★ 01.9.24◆スコーンの思い出・イギリスの思い出◆




全粒粉スコーンくるみのキャラメリゼ入り

18歳の夏、イギリスに生まれて初めての海外旅行に行った。 一人で海外に行くのはもちろん飛行機だって初体験だったけどちっとも恐くなかった し それはもうワクワク感で胸いっぱいだった。
イギリスの食事で 今も思い出すのは、新聞に無造作にくるまれたフィッシュ&チップスがやけに すっぱかったこととスコーンが美味しかったこと。 ロンドンから電車で出かけたヨークシャー地方のちっちゃくて可愛い町、 B&Bの窓から見えるのはヒースの丘とクリケットに興じる人々。 大都市ロンドンとは違う、本で見て憧れたイギリスの田園風景。 ロンドンでもスコーンは食べたはずなのになぜか想い出すのはその町で食べた スコーンの素朴な味。
さらに忘れられないのが、 インフォメーションで紹介してもらったB&Bのブレックファスト。 薄いイギリスパンにたっぷりのジャムとバター、卵にフライドトマト、ベーコン、 ウィンナ、 フルーツとヨーグルト、たっぷり紅茶は花柄のティーコージーがカントリーっぽい。 洗うの面倒だから、なんて、自宅では絶対使わないような食器類の数、 朝ごはんなのにきちんとセッティングされた食卓に、 簡素ではあるけれど主人のホスピタリティ、そして毎日の生活を、食事を大事にしよ うという敬意を感じた。 イギリスの朝はなんて豊かでお洒落なの、と感動したのを良く覚えている。

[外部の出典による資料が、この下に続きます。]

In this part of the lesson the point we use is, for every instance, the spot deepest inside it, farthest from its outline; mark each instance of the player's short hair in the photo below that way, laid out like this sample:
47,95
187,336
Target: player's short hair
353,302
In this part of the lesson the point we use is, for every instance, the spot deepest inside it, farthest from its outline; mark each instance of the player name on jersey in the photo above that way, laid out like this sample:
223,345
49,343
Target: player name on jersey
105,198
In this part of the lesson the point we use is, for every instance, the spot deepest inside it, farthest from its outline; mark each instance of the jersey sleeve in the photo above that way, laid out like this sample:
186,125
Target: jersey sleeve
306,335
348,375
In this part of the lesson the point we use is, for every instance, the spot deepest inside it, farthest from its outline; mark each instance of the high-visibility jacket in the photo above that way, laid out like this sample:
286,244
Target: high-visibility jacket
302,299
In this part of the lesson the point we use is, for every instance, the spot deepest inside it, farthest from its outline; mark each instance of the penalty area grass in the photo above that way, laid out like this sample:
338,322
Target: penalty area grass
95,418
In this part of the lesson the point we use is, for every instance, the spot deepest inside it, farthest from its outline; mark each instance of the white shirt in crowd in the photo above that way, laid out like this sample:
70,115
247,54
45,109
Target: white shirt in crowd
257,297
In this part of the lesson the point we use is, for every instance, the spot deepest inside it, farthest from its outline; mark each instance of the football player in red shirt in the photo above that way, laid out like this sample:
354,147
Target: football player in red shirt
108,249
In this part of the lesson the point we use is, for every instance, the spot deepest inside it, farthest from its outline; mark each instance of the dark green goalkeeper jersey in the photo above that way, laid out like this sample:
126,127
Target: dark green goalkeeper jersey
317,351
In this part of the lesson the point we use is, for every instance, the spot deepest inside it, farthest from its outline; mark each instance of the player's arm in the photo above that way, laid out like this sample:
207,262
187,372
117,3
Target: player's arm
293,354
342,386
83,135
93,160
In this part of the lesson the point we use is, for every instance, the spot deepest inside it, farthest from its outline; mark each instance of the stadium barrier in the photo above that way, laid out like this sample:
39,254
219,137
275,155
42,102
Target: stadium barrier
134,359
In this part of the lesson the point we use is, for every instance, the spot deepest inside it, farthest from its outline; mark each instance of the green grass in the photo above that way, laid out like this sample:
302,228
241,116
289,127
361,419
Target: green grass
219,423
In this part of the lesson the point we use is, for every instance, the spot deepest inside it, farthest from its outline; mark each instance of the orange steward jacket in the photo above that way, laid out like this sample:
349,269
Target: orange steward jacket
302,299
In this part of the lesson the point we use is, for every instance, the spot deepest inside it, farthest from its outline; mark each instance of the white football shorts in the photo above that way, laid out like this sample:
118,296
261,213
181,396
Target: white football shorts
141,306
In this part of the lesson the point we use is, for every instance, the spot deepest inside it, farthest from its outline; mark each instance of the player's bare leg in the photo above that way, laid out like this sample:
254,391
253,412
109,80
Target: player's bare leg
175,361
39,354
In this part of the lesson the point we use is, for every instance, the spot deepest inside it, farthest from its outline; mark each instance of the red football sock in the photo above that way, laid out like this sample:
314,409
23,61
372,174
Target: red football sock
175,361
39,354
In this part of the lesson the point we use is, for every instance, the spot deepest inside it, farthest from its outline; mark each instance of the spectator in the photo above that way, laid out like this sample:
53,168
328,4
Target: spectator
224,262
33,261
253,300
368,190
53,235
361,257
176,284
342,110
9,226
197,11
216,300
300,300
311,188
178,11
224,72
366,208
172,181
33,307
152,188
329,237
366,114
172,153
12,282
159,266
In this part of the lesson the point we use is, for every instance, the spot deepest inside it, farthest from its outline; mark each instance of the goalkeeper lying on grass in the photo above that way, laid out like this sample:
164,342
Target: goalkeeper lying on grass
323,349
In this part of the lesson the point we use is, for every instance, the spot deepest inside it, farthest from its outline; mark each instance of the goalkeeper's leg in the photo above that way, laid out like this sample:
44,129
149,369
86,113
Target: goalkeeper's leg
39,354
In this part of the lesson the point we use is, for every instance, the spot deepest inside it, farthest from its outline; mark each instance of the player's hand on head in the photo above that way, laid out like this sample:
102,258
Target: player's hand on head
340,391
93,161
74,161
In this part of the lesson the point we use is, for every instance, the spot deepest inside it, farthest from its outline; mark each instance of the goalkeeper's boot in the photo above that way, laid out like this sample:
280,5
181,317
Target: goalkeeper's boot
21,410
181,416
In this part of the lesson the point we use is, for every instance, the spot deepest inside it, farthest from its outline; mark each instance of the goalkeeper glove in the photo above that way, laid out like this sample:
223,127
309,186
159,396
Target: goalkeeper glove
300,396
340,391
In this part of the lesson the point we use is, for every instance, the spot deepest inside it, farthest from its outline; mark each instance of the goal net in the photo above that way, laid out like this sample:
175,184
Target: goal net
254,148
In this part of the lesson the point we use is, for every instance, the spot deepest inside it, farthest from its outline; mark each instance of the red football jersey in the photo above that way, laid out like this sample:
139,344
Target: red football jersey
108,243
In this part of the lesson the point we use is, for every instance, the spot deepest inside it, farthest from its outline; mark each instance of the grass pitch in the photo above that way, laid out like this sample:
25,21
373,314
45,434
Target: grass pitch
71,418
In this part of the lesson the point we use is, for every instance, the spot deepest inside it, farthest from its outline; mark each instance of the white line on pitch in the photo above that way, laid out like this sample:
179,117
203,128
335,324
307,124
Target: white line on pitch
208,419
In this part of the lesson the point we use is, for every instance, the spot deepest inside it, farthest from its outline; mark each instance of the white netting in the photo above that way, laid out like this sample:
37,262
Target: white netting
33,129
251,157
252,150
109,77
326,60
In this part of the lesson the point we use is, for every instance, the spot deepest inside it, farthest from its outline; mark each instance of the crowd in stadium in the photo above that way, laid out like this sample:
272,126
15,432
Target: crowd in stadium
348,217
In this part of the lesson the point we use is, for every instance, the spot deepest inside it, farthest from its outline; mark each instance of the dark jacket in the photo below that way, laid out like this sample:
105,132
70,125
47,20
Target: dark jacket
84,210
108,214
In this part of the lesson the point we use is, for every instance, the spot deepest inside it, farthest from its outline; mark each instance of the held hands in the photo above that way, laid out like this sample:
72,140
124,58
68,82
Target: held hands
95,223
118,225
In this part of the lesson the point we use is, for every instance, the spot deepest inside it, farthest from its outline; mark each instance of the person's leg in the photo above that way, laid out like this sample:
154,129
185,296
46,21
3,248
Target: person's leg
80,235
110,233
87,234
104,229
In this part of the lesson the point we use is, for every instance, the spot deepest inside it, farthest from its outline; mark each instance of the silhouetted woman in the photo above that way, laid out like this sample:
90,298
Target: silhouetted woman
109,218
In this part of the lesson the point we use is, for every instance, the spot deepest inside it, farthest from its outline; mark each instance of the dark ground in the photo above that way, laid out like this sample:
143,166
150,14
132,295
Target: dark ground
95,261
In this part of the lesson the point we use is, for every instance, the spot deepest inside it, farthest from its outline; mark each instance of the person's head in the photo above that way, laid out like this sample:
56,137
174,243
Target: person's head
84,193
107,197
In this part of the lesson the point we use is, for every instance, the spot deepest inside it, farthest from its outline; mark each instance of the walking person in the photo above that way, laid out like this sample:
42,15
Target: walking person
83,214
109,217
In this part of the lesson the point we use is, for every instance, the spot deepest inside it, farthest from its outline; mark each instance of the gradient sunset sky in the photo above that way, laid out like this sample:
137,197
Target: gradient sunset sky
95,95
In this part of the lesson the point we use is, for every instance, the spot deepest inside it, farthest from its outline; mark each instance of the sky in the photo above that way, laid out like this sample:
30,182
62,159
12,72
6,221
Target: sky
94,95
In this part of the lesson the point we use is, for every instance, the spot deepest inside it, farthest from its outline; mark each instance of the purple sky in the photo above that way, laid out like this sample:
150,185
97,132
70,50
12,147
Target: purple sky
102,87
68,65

イギリスでの経験は、”一食一食をきちんと幸せに食べたい”という 想いの発端になっているようにも思う。どんな観光名所よりも たった一度の食事の風景のほうが鮮明に覚えていることがある。 あちこちで感動した食事の風景が今の私の食卓に何らかの形で反映されていて、 平凡な毎日の食事を幸せな時間にすべく、努力しているんです。 一日の終わりにケラケラ笑って食事ができる生活。 大事なものは日々の中にあるなぁと思う。

最近スコーンにはまっています。10年前の自分の姿、今こうしてスコーンを焼いてる自分、 いろんな事に思いを馳せてしまう食べ物のひとつ。